An efficient, good quality educational system in all its aspects but especially in professional training and learning has boosted specialization in sectors that require a large number of technically skilled workers. The importance of vocational training forms part of the DNA of the Mittelstand, Germany's industrial model par excellence, which accounts for more than 70% of private employment. This network of medium-sized and not so medium-sized firms (in around five hundred cases these are true global champions) has played a large part in the story of Germany's success. Typically they are mostly family firms, highly dynamic and competitive (constantly innovating to adapt to a changing environment but without losing that advantage) and highly specialized in not very glamorous niches (tools, parts and components) which are practically imperceptible to the average consumer but very profitable. They are clearly export-oriented, aimed at achieving economies of scale that allow them to take advantage of their extreme specialization, and they tend to develop extensive but close-knit networks of production, distribution and related services to become as agile as possible. One particular advantage this model yields is the stability and long-term strategy inherent in them being family firms, as well as the flexibility, agility and innovative drive resulting from their focus on market niches. Their goal is to do just one thing — but to excel at it.

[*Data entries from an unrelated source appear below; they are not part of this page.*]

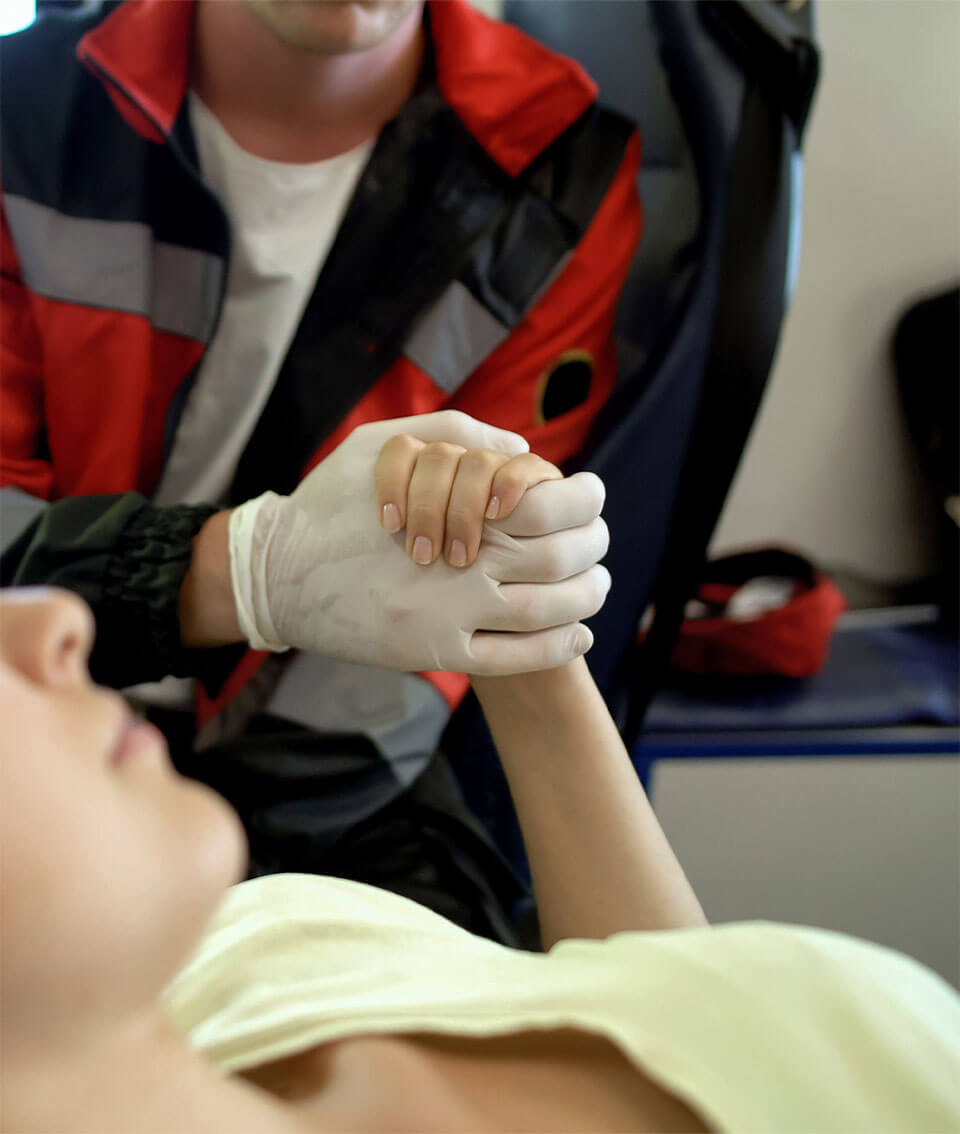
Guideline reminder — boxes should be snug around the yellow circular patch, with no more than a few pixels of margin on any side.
[534,349,594,425]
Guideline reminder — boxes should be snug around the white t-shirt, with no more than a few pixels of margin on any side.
[154,93,373,507]
[133,93,374,709]
[165,874,960,1134]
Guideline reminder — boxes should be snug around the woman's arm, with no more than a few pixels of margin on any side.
[473,658,706,948]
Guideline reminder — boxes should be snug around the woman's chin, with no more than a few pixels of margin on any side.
[180,780,249,894]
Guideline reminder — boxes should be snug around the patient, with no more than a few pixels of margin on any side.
[0,455,960,1134]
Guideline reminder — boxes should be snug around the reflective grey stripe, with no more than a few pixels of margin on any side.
[264,653,450,786]
[0,488,50,551]
[403,280,510,393]
[3,195,223,342]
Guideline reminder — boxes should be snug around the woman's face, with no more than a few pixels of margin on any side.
[0,589,246,1042]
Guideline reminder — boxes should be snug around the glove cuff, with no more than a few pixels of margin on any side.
[229,492,289,653]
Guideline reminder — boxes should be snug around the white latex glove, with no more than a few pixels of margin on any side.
[230,411,610,674]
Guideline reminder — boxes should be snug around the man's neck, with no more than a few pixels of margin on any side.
[192,3,424,162]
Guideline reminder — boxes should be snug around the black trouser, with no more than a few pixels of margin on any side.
[150,709,538,948]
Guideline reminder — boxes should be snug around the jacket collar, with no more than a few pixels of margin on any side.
[77,0,596,176]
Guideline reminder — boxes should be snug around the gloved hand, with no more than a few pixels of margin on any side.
[230,411,610,674]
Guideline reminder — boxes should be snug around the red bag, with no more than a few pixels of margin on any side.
[652,548,847,677]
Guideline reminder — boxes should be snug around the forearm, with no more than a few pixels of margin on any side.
[473,659,705,948]
[179,511,244,649]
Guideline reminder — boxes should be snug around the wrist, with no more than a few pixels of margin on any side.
[470,658,596,717]
[179,510,245,649]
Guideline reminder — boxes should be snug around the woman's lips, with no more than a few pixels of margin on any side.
[110,712,168,767]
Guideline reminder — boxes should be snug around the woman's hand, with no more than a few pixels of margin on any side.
[375,433,563,567]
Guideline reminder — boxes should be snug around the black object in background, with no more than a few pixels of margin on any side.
[893,280,960,627]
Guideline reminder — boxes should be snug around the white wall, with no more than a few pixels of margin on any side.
[714,0,960,582]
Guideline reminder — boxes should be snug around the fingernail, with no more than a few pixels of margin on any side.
[414,535,433,567]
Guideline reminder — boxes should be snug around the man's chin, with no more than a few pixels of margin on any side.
[249,0,420,56]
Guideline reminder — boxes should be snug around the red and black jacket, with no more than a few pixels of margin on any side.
[0,0,639,700]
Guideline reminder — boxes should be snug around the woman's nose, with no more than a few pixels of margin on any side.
[0,587,94,688]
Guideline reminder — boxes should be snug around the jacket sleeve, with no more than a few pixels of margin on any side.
[0,488,245,689]
[450,134,640,463]
[0,199,244,687]
[0,192,53,500]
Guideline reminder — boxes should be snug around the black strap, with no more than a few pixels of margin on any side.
[698,0,819,138]
[623,85,791,744]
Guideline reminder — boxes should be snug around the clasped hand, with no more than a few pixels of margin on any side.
[230,411,610,675]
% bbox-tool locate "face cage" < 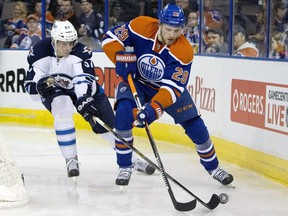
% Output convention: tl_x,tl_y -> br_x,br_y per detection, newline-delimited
51,38 -> 78,58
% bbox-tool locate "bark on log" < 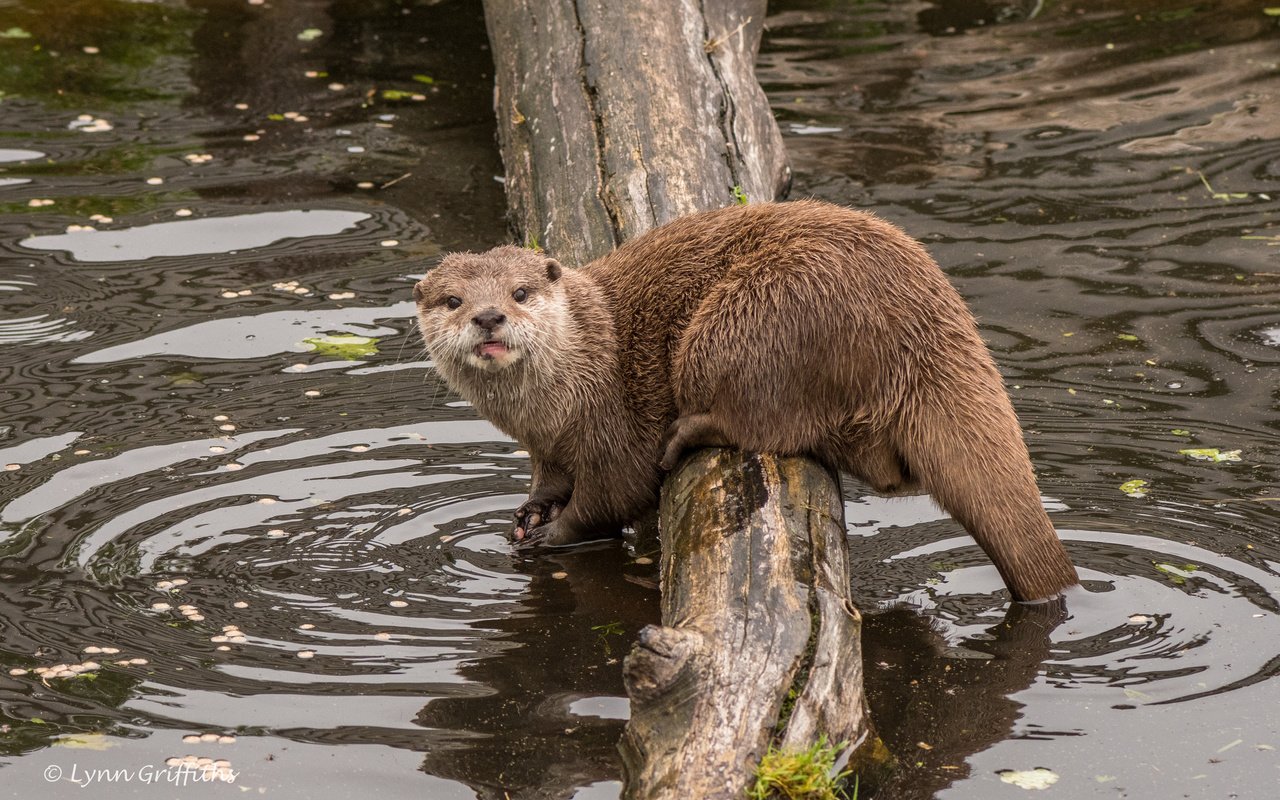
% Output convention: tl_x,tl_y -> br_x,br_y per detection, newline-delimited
485,0 -> 791,265
485,0 -> 878,800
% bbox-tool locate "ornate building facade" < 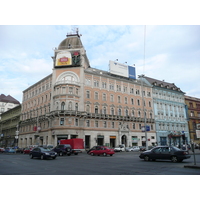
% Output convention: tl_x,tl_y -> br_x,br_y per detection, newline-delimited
185,95 -> 200,145
144,76 -> 190,146
19,33 -> 156,148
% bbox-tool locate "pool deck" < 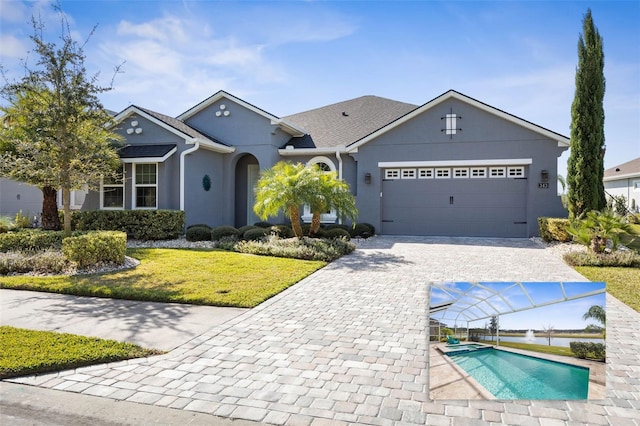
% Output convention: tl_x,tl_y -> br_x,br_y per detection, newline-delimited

The structural reforms, in particular those of the labour market, implemented in 2003 and encouraged by the biggest German crisis since the Second World War, provided that plus of competitiveness that is so valuable in securing a foothold in high value added segments with relatively costly production factors. Although starting with high salaries, German firms have managed to limit wage growth by reaching agreements with the different groups involved, aware that their economic strength depends crucially on preserving this competitive edge. The reforms also introduced flexibility, essential in order to triumph in the era of globalization and, according to recent studies, also key to gaining a competitive edge in sectors whose demand is more volatile. Curiously, several types of machinery are included in such sectors: specialized industrial machinery, electrical equipment and electronic components.(3)
In short, when a few months ago a renowned analyst encouraged Spain to become the new Germany, he was referring to the possibility of reproducing Germany's successful export model. The question is not to imitate the model in detail although, like Germany, Spain could take advantage of the opportunity offered by a historical crisis to make its structures more flexible; or could prioritize a long-term view, recurring innovation and investment in training. But it is particularly a matter of exploiting, efficiently and as much as possible, its own comparative advantages, pursuing excellence as a strategy for differentiation. Spain must not aspire to be the new Germany but a new Spain: more flexible, more efficient, more solid, more long-term, more competitive, more global.
International Unit, Research Department, "la Caixa"
(1) According to the World Bank's figures, 18%, 24% and 45% of their manufactured exports, respectively, compared with 15% of Germany, are in sectors deemed to be of high tech content. These sectors include aeronautics, computing, pharmaceutical products, scientific instruments and electrical machinery.
(2) Exports of goods account for 84% of all exports. The remaining 16% are services.
(3) See Cuñat, A. and Melitz, M. (2007). «Volatility, labor market flexibility, and the pattern of comparative advantage», NBER WP#13062.